Not satisfied with the included memory implementation? Want to try out a custom policy? This training environment is too simple for you?

This section will expose the main data types and abstractions adopted in this package.

Let me know if you code something awesome with them.

Memory

The included memory implementation is supposed to be basic and easy to understand. Other implementations might focus on performance or even new functionality.

If you want to implement your own, here's what you need to code:

// A: Action type
// G: Game state type
// M: Memory type
export type Memory<A, G, M> = {
  update: (M, G, A, number=> number)=> M, // maps memory value for (G, A) pair using given function
  rater: (M, G) => (A) => number // returns a function that rates actions for state G
}

Policy

If you want to implement your own policies, it is just as easy as writing a simple function. You probably won't need to, since the ones included should get you covered. I sure won't stop you though, so here is the expected signature:

export type Policy <A> = (
  Array <A>, // the array of actions to choose from
  A=> number // a function that returns the expected return of an action
) => A // chosen action

Misc

In order to implement the learning environment I found useful to code these two primitives:

  • Move: makes a step from given game state following given policy using given memory state.
  • Learn: updates the memory using a 1-step value iteration function, simulating the next move in given game with given policy and memory.
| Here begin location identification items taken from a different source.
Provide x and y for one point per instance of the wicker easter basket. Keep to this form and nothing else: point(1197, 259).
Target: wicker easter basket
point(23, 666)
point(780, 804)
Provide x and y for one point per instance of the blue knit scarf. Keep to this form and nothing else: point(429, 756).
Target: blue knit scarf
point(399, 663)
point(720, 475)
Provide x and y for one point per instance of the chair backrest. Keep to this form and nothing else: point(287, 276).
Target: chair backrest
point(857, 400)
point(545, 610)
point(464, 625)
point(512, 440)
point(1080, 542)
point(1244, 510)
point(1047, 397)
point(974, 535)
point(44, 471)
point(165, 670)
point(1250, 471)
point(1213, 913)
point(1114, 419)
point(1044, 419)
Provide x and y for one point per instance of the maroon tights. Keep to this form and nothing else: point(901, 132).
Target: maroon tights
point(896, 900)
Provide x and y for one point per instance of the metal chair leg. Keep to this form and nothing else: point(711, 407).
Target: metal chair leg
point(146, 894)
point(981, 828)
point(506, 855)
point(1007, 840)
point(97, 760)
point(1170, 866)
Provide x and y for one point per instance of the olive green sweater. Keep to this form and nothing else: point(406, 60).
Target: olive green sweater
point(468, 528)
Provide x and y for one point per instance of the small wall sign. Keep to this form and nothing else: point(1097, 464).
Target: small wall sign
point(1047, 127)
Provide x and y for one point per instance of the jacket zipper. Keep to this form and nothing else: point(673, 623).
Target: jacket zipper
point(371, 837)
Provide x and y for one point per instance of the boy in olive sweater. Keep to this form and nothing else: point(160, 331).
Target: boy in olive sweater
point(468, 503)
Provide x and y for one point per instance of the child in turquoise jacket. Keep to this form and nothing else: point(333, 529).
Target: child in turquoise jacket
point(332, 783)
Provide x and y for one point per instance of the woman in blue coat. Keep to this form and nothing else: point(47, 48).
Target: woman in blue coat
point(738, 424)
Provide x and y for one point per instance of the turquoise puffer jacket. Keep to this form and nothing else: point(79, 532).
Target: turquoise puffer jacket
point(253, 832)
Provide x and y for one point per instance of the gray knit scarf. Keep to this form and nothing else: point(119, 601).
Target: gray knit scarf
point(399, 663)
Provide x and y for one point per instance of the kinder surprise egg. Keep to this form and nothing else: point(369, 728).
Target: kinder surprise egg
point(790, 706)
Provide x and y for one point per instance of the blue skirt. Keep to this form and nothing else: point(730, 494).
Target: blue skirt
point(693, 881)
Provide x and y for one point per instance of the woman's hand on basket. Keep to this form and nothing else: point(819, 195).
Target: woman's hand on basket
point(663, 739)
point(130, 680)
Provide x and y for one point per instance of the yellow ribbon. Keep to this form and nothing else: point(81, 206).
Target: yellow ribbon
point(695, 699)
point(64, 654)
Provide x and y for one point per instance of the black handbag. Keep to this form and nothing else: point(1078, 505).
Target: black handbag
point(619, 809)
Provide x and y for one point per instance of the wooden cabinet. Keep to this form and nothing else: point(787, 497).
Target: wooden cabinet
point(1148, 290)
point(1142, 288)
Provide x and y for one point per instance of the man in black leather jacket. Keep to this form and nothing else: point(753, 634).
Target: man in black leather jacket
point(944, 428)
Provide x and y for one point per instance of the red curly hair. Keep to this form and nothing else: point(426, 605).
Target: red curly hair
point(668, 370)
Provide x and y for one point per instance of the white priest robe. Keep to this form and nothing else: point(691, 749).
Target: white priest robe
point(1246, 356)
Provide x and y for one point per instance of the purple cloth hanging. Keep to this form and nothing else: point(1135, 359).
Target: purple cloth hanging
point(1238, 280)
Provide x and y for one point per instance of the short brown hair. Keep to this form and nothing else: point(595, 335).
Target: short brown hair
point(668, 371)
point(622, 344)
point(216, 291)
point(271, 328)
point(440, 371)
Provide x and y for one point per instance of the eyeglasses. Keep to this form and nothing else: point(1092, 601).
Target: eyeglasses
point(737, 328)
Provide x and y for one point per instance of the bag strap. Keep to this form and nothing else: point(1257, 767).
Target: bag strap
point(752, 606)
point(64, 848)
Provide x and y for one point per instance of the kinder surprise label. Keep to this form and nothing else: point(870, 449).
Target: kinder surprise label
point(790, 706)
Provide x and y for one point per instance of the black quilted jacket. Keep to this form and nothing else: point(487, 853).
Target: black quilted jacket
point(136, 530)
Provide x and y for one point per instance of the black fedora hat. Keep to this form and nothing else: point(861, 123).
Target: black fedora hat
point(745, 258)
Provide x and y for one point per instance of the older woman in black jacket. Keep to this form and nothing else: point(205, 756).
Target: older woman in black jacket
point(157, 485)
You might find these functions useful to code your own extensions, so here are their signatures:

export type Move<A, G, M> = (
  Game<A, G>,
  G,
  Memory<A, G, M>,
  M,
  Policy<A>
)=> Transition<A, G>
export type Learn<A, G, M> = (
  Game<A, G>,
  Transition<A, G>,
  Memory<A, G, M>,
  M,
  Policy<A>
)=> M

What Next

Coming Soon

  • n-armed-bandit game example
  • eligibility traces support
  • function approximation support

Thanks

Seriously, for reading this whole doc.

You're awesome.